Install optional ADBC export support (needed for engine="adbc" in PostgreSQL-to-Parquet helpers):

pip install --upgrade "db2pq[adbc]"

Install both optional SAS and pandas support:

pip install --upgrade "db2pq[sas,pandas]"

Environment variables

db2pq supports explicit function arguments and environment-based defaults.
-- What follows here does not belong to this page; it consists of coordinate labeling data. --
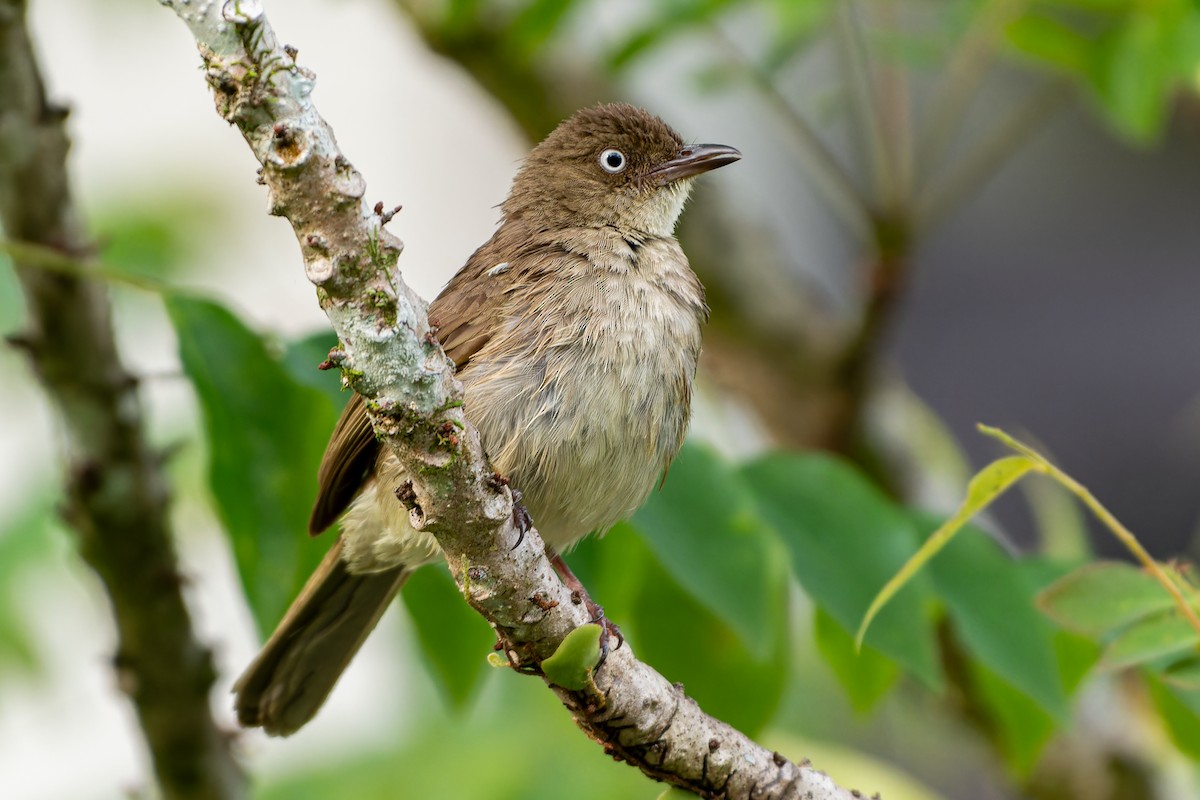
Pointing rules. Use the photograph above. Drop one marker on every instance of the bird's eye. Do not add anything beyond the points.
(612, 161)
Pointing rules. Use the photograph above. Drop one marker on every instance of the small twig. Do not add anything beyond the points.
(936, 202)
(831, 178)
(864, 101)
(42, 257)
(963, 76)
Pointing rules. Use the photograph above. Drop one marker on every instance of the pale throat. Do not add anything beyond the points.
(658, 214)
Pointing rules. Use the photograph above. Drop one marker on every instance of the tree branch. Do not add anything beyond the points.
(117, 497)
(389, 355)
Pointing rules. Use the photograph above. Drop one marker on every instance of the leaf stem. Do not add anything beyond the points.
(1107, 518)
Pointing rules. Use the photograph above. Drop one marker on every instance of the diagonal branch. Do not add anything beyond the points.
(117, 498)
(390, 358)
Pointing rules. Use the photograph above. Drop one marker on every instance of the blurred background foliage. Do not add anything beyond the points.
(1000, 672)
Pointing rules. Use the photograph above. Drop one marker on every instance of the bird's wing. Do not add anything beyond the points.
(465, 316)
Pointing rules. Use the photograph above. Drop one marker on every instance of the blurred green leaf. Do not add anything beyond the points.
(991, 606)
(265, 435)
(688, 643)
(535, 23)
(795, 25)
(1134, 56)
(987, 485)
(1180, 713)
(1021, 726)
(1151, 638)
(671, 18)
(1051, 41)
(453, 637)
(153, 236)
(300, 359)
(865, 674)
(1102, 596)
(12, 306)
(1183, 674)
(845, 541)
(25, 541)
(705, 528)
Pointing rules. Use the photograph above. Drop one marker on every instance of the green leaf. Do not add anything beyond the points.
(705, 528)
(537, 23)
(27, 541)
(301, 358)
(846, 540)
(450, 633)
(1180, 713)
(1151, 638)
(991, 607)
(1183, 674)
(988, 483)
(12, 306)
(671, 19)
(1021, 726)
(576, 656)
(1103, 596)
(1053, 42)
(865, 673)
(265, 435)
(685, 642)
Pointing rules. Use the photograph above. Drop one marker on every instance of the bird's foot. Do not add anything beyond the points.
(610, 630)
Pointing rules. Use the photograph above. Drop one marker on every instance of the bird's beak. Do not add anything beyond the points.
(694, 160)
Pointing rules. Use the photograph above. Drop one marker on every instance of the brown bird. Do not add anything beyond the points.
(575, 331)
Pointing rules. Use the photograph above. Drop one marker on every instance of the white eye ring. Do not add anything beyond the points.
(612, 161)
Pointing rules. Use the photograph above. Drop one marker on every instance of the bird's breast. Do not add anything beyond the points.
(586, 397)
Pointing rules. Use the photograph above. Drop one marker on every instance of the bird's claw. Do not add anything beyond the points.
(610, 630)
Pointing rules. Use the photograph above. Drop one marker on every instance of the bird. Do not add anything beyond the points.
(575, 331)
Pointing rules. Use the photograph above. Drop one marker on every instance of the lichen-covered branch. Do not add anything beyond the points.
(117, 498)
(389, 355)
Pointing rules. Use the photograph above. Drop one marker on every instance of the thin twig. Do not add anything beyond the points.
(42, 257)
(831, 178)
(864, 101)
(937, 200)
(963, 74)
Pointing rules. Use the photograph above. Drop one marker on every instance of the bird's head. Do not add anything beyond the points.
(611, 166)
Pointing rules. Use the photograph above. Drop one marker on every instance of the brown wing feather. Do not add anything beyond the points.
(465, 314)
(349, 455)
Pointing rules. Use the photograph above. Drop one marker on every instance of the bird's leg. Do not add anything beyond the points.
(594, 608)
(521, 518)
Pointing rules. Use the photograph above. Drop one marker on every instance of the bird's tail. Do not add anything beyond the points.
(291, 678)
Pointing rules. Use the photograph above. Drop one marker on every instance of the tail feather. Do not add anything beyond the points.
(297, 669)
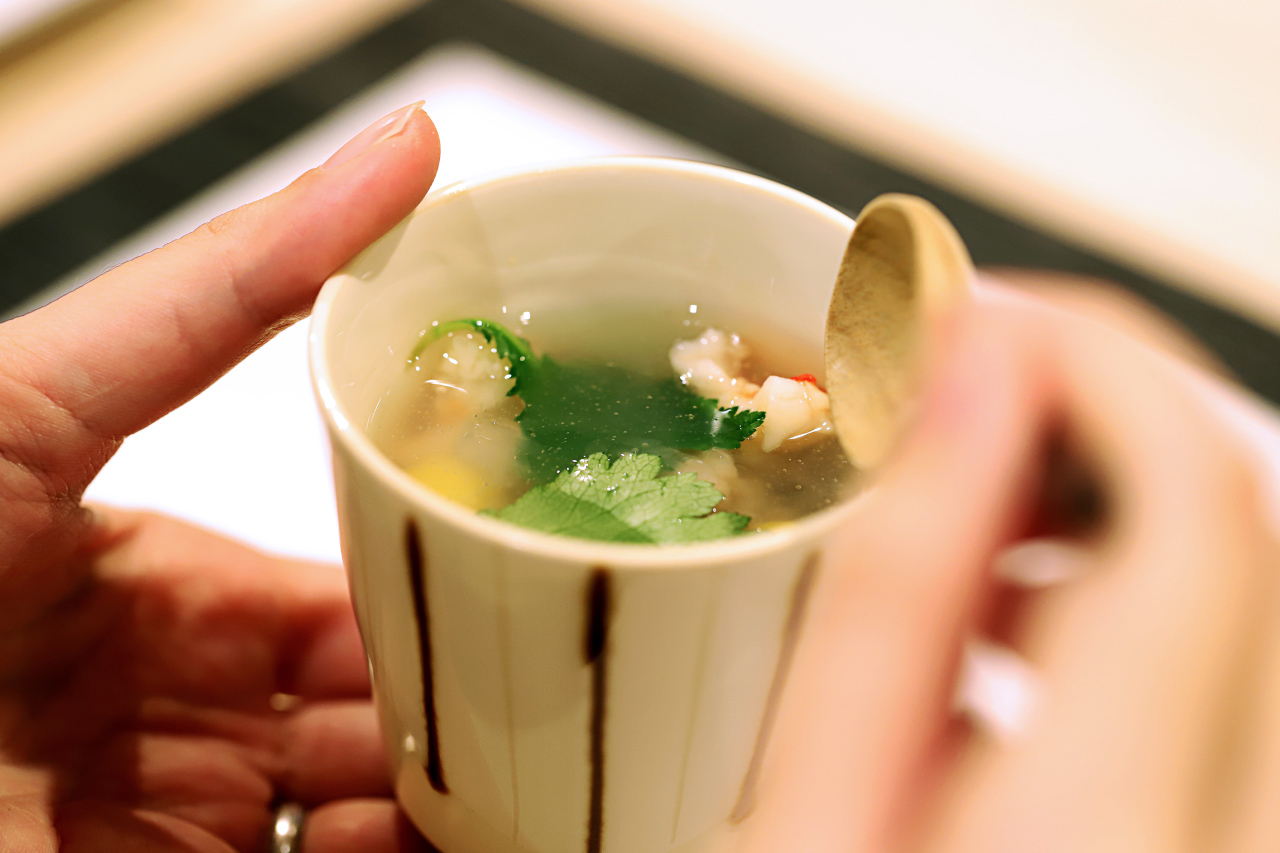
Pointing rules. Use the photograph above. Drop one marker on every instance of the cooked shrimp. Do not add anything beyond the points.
(795, 413)
(795, 409)
(466, 368)
(712, 365)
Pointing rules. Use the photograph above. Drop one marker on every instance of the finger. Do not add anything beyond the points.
(332, 751)
(234, 620)
(222, 771)
(1252, 825)
(869, 690)
(1109, 304)
(132, 345)
(1137, 657)
(361, 826)
(210, 783)
(196, 617)
(90, 826)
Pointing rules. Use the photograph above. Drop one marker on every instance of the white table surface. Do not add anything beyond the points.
(248, 456)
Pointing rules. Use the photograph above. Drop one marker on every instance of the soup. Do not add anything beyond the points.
(618, 423)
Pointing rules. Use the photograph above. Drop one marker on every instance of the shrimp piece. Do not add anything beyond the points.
(716, 466)
(467, 368)
(795, 413)
(712, 365)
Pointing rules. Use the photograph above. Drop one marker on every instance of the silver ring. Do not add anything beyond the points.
(287, 829)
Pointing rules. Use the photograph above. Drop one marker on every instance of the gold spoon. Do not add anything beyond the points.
(904, 267)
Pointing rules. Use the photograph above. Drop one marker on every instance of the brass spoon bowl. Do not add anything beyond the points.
(904, 267)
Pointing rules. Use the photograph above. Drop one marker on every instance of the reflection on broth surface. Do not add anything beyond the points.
(617, 422)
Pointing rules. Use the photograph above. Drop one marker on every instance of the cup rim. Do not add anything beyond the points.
(352, 439)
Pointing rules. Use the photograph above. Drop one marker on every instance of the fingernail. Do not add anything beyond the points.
(1037, 564)
(379, 131)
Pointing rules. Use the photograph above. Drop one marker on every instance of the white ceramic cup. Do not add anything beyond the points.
(542, 693)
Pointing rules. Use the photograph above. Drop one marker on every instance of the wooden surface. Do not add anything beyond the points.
(95, 91)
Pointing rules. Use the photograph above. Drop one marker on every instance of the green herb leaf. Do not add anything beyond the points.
(575, 410)
(625, 502)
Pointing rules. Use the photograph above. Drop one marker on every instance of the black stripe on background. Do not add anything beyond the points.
(53, 241)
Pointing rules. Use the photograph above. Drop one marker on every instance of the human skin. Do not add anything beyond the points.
(1157, 666)
(138, 656)
(144, 661)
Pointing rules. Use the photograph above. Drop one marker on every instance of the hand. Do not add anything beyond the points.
(1156, 725)
(140, 656)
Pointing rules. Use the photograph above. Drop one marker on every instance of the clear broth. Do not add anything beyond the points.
(474, 460)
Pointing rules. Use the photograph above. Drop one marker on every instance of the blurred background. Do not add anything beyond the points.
(1130, 140)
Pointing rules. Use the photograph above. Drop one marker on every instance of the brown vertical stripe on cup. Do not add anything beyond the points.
(599, 609)
(417, 583)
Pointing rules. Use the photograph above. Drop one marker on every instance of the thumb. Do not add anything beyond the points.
(869, 696)
(144, 338)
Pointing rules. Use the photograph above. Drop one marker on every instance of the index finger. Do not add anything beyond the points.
(144, 338)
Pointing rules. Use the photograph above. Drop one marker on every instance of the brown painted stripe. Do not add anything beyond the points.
(786, 652)
(599, 609)
(417, 583)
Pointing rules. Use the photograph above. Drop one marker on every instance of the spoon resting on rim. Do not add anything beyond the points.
(904, 267)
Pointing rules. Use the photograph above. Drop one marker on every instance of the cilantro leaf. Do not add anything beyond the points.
(625, 502)
(575, 410)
It also loads a local .env file automatically (via python-dotenv) when resolving defaults.

Connection defaults:

  • PGUSER: PostgreSQL user (falls back to local OS user)
  • PGHOST: PostgreSQL host (default: localhost)
  • PGDATABASE: PostgreSQL database (default: PGUSER)
  • PGPORT: PostgreSQL port (default: 5432)

WRDS + output defaults:

  • WRDS_ID: WRDS username (required for WRDS helpers unless passed directly)
  • WRDS_USER: accepted as a synonym for WRDS_ID for compatibility with Tidy Finance-style setups
  • WRDS_PASSWORD: if present and no WRDS .pgpass entry exists, db2pq can offer to save it to .pgpass
  • DATA_DIR: base directory where Parquet files are written

Example shell setup:

export WRDS_ID="your_wrds_id"
export DATA_DIR="$HOME/pq_data"

If WRDS_ID is not set, WRDS helpers such as wrds_update_pq() and wrds_pg_to_pq() will prompt for it on first use and suggest adding it to a local .env file in the calling project. If your WRDS PostgreSQL password is not yet stored in ~/.pgpass (or PGPASSFILE), db2pq will prompt for it securely and save it for future connections. For compatibility with the Tidy Finance Python setup, db2pq also recognizes WRDS_USER and can offer to copy WRDS_PASSWORD into .pgpass.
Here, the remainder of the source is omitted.